An archive of Mark's Spring 2018 Numerical Analysis course.

Exponential least squares

mark

I’ve got the following data set:

\begin{array}{c|c} x & y \\ \hline -2 & 0.376956 \\ -1 & 0.344568 \\ 0 & 1.11581 \\ 1 & 1.87512 \\ 2 & 3.89654 \\ 3 & 7.8263 \\ \end{array}

I’d like to find a least squares fit to this data with an exponential function f(x)=a e^{rx} as shown in the figure below on the left.

Problem 1

Write down the function that I’d need to minimize to accomplish this task.

Problem 2

Since the function above leads to a non-linear system, I apply the logarithm to the y-coordinates to obtain data that should be nearly linear as shown in the figure on the right.
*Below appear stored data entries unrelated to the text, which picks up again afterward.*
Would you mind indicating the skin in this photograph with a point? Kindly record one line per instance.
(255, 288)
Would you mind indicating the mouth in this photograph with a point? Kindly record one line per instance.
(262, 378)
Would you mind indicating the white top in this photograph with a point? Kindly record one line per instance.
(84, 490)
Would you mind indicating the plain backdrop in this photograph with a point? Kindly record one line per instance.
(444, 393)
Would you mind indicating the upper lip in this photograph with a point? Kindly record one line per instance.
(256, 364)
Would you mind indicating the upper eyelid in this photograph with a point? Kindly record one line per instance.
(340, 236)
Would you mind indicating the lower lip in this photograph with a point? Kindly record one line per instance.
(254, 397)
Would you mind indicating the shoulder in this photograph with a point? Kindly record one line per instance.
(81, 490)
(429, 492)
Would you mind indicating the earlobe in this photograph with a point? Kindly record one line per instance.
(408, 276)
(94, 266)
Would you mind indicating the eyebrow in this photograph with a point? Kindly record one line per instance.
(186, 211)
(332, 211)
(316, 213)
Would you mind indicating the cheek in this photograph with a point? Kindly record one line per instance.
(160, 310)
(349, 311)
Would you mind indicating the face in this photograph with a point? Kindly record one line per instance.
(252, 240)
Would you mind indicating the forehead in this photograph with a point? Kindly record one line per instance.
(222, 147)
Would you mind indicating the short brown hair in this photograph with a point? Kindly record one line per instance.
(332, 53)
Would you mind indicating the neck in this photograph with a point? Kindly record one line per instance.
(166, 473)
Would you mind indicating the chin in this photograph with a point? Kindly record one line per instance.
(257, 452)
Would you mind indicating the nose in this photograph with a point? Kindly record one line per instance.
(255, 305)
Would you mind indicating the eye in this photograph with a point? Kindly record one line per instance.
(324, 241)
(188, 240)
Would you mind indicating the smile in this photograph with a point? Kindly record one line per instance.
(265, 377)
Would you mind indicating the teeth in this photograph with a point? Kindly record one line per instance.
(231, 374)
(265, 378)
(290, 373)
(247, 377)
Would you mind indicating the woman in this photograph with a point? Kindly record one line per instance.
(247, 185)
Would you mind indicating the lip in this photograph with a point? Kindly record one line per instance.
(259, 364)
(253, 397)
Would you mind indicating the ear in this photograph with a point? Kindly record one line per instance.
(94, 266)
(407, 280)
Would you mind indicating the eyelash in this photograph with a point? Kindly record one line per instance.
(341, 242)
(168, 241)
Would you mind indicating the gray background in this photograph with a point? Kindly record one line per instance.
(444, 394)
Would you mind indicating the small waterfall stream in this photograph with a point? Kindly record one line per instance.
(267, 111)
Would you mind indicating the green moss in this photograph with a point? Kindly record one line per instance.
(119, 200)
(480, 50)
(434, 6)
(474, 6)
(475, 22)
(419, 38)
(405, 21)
I find the function

\ell(x)=0.0244 + 0.656 x.

Write down the exponential function that fits the original data.

anonymous_user

The nonlinear function that we need to minimize is

\sum_{i=1}^n(ae^{rx_i}-y_i)^2.

We are now given the affine function \ell(x), which is parameterized according to the logarithm of y, so if we exponentiate this function we will have a function related to y.

\log(y) \approx 0.0244 + 0.656x \Rightarrow y \approx e^{0.0244+0.656x} = e^{0.0244}e^{0.656x}.

This is our least squares fit exponential function f(x) as desired, with a=e^{0.0244} and r=0.656.